Today in my discernment class, after reading Ephesians 3:16-19 and a passage by Henri Nouwen about how God calls each of us "Beloved," we read 1 Corinthians 13:4-8.  Usually whenever I have read that third passage, I have thought about love between human beings, whether it be romantic or selfless love.  But hearing it today in the context of God's love for us, for me, portrayed a fresh perspective of God to me.

"Love is patient; love is kind; love is not envious or boastful or arrogant or rude.  It does not insist on its own way; it is not irritable or resentful; it does not rejoice in wrongdoing, but rejoices in the truth.  It bears all things, believes all things, hopes all things, endures all things.  Love never ends." (NRSV)

How I heard it was something like the following:  God is patient; God is kind; God is not envious or boastful or arrogant or rude.  God does not insist on God's own way; God is not irritable or resentful; does not rejoice in wrongdoing, but rejoices in the truth.  God bears all things, believes all things, hopes all things, endures all things.

Here I want to explore the claim that God hopes all things.  I have not routinely pictured God as someone who hopes for things at all.  If God knows all things, then what room would there be for hope?  If I already know that Frodo and Sam will destroy the Ring of Power at the end of the story, for example, then when I am reading through The Lord of the Rings, can I truly say I hope they will succeed in the end?  I may feel something like hope, and that is to the credit of the writing abilities of J.R.R. Tolkien, but that seems to me an artificial hope compared to hoping for something which may not actually end up as I hope.

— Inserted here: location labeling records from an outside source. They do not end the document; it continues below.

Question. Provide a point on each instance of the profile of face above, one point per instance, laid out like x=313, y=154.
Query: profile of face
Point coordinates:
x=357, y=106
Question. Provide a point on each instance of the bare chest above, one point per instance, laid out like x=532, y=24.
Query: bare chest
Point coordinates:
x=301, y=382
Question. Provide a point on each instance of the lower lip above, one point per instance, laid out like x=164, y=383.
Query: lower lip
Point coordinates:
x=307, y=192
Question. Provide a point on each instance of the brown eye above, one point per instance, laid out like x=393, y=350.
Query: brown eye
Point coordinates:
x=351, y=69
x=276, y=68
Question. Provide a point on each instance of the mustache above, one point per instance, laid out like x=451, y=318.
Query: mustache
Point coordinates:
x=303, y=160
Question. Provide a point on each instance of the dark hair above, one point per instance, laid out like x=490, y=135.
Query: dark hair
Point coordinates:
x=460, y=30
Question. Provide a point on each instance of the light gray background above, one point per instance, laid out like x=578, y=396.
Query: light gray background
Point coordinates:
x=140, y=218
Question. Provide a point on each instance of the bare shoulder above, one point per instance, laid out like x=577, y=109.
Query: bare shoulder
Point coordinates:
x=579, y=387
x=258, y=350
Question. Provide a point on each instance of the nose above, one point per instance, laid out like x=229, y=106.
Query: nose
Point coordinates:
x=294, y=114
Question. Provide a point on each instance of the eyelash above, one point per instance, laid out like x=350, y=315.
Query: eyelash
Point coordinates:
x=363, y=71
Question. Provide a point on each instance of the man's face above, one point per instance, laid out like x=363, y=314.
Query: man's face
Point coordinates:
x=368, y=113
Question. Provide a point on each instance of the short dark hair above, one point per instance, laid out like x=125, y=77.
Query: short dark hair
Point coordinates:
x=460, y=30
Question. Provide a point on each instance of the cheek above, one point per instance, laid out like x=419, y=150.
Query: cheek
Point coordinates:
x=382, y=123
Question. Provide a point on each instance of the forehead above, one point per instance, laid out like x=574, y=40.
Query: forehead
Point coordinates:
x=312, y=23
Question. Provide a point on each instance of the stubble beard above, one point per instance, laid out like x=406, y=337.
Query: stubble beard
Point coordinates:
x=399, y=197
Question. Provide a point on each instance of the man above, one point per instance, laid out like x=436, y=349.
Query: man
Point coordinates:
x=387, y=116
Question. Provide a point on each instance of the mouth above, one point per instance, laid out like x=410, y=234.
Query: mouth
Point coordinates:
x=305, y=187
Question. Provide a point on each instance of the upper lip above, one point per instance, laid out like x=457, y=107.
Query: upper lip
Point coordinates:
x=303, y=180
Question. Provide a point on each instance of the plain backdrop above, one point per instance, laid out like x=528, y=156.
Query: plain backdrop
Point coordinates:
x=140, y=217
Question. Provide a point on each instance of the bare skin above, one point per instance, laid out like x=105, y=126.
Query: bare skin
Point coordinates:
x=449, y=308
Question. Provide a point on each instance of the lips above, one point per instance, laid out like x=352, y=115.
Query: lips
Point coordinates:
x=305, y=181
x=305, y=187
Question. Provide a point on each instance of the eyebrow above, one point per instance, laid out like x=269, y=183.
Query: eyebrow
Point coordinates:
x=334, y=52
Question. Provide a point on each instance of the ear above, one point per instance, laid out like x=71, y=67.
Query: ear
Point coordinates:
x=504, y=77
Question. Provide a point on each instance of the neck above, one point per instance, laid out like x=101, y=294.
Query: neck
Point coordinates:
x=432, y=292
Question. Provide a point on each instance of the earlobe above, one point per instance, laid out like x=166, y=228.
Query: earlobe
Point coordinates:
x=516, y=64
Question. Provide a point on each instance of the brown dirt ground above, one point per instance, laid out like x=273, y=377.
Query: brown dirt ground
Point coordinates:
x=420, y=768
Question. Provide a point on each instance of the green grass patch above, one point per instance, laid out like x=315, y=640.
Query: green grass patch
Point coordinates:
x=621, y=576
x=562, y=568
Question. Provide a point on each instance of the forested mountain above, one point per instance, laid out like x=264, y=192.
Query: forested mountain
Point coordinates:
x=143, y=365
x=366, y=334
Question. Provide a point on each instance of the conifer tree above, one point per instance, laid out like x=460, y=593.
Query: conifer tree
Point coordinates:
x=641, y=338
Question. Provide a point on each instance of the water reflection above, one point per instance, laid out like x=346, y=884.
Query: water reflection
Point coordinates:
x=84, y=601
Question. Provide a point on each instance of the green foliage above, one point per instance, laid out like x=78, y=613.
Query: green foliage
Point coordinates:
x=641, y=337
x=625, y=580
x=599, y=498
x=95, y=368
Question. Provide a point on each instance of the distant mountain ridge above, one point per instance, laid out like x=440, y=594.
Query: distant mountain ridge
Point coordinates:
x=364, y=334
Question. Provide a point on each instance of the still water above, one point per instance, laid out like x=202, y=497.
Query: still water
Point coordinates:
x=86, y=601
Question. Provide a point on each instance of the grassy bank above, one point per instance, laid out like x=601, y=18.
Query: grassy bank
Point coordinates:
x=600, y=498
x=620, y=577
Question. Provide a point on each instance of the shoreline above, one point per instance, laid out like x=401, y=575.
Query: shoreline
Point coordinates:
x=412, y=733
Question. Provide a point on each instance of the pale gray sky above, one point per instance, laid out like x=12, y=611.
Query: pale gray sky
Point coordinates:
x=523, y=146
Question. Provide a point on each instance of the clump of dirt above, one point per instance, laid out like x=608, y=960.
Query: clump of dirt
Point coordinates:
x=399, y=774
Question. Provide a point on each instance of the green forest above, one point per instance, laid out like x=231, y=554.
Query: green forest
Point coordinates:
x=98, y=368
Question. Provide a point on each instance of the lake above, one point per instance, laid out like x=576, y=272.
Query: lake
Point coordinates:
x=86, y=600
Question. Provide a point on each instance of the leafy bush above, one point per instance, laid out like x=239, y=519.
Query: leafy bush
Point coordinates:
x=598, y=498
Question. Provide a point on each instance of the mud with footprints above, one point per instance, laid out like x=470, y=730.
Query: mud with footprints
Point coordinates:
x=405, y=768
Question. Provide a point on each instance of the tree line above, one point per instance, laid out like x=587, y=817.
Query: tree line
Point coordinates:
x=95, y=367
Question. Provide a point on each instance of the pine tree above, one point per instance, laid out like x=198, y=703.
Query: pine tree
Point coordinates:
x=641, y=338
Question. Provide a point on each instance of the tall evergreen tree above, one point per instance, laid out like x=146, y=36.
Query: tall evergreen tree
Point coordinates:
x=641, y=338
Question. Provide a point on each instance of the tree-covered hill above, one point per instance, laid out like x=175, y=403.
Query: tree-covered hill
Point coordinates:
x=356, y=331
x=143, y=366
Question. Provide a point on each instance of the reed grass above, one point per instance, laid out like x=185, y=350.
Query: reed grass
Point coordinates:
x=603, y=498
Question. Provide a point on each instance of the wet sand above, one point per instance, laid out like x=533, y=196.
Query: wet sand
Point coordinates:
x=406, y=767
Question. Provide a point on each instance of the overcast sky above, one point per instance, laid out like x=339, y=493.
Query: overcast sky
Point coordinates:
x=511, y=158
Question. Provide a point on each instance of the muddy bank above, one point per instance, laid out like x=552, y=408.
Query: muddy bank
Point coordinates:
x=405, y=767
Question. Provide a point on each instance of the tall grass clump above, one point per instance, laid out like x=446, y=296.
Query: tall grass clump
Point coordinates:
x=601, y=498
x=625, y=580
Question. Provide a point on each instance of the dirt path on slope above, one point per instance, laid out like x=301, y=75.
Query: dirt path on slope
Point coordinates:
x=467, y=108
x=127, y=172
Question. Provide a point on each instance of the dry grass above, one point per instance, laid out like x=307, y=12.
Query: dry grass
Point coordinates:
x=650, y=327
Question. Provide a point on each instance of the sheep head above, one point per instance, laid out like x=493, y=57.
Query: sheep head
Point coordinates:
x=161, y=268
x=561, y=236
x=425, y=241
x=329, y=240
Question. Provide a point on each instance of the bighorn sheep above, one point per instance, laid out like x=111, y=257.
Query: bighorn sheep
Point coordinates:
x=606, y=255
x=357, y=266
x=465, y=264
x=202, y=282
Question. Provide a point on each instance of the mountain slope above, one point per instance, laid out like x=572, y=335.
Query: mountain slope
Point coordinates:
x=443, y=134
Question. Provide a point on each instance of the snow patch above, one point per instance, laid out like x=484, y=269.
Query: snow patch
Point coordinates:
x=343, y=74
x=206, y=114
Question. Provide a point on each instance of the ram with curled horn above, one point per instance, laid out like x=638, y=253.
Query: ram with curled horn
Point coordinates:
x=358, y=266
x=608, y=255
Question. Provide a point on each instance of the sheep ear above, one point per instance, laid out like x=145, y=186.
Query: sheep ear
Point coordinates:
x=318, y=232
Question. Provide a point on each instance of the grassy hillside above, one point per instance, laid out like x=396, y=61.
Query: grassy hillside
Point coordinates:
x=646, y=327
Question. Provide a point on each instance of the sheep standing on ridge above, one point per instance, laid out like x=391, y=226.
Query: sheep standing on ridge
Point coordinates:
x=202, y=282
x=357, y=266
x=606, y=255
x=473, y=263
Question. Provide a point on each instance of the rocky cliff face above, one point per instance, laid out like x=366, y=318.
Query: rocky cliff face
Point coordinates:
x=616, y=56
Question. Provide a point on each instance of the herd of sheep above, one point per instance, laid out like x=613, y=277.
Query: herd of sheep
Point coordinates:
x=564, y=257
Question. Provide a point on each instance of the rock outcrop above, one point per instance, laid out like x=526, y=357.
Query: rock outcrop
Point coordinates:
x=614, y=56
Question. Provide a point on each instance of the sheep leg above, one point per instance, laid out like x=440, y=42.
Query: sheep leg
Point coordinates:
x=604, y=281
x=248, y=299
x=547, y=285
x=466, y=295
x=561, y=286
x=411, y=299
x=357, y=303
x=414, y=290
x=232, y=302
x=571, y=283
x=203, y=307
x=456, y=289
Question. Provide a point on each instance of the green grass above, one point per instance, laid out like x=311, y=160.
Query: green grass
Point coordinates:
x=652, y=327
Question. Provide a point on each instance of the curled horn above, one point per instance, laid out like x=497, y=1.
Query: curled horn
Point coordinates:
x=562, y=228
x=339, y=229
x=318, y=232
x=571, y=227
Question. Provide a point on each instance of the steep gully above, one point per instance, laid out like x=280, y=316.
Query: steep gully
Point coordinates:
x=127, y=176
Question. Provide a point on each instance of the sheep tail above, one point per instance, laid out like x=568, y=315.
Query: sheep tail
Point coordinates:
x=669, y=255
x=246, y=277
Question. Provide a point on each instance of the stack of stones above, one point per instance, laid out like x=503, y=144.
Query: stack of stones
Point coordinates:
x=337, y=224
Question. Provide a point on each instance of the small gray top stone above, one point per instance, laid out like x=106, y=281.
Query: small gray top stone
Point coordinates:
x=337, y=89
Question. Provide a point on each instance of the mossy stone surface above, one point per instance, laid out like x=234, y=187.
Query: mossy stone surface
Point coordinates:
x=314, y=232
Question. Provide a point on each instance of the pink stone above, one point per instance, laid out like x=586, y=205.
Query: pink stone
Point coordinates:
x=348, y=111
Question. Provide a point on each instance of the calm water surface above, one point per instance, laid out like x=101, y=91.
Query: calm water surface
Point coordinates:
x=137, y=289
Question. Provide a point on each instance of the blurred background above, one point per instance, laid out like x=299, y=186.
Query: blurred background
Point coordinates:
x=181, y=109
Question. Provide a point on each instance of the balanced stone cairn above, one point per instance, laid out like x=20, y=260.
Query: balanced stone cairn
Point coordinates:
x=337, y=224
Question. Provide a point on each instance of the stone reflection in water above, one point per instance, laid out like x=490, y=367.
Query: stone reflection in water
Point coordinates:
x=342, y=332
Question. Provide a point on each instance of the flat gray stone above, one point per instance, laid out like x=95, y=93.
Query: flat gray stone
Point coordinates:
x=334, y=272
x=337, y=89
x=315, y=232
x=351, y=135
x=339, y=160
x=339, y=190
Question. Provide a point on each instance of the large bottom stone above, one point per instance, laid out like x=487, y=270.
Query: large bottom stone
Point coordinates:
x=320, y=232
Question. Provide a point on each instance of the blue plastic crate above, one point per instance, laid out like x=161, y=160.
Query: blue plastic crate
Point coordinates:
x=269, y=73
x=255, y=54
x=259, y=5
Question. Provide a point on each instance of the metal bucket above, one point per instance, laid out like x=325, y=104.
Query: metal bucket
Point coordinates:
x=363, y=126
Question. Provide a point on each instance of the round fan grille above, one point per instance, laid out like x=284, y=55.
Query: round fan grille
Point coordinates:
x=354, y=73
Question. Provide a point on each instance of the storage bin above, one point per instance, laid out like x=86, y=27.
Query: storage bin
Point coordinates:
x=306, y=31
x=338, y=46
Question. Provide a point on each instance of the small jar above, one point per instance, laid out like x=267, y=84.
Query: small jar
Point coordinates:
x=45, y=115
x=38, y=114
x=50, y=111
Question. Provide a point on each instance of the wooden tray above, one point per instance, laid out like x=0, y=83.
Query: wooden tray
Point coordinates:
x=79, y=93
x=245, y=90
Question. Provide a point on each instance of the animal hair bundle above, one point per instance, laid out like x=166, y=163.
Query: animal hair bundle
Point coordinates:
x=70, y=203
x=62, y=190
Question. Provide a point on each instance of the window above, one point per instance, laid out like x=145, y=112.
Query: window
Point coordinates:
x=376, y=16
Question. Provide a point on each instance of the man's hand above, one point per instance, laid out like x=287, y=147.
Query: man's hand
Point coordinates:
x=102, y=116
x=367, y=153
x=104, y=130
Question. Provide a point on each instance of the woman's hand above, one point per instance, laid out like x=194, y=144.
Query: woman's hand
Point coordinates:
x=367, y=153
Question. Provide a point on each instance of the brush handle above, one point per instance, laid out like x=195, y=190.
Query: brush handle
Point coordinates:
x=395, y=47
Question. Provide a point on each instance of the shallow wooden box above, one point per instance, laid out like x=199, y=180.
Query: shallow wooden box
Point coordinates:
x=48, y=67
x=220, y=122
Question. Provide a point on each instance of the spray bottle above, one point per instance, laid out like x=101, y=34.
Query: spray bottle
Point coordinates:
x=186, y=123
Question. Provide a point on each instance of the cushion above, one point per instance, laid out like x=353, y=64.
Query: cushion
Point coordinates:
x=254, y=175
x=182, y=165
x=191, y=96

Maybe hope is one gift of being a member of a species that cannot see the future; if we knew what was to come, and how it was to come, then for what would we hope?  If I knew without a doubt that in the end, God would resurrect us from the dead, then I may eagerly await it, and I may even hope that it will come soon, but I will not hope for it.

Theologian Karl Rahner writes about a human hope for the salvation of humanity in the end:

"An orthodox theologian. . . is forbidden to teach that everybody will be saved.  But we are allowed to hope that all will be saved.  If I hope to be saved, it is necessary to hope that for all men as well.  If you have reason to love another, you can hope that all will be saved."1

If we love one another and our enemies, as Christians are commanded to do, then we will hope that the other and our enemies will be redeemed, even if we believe that the way to salvation is narrow.  Hope, then, indicates love.  What do I hope for?  For whom do I hope?  What do I hope for this person or that?  By asking what we hope for, we are asking who we love and what we value.  To say God hopes all things, then, is also to say that God hopes all things for us, which is yet another expression of God's deep and wide love for us.  Could it be that even more deeply than we are called to do, God hopes that all will be saved? 

We certainly do not know how the end will turn out, but to say that God hopes all things suggests that even God does not know how all things will end.    God hopes all things, which means that not all things are guaranteed.  Thus, in hoping all things, God is taking the greatest risk of all.  God shares in our vulnerability.

At the same time, God hopes all things, which means there is hope for us all.


1 Tilley, Terrence.  Story Theology.  (Collegeville, Minnesota: The Liturgical Press, 1985),  66.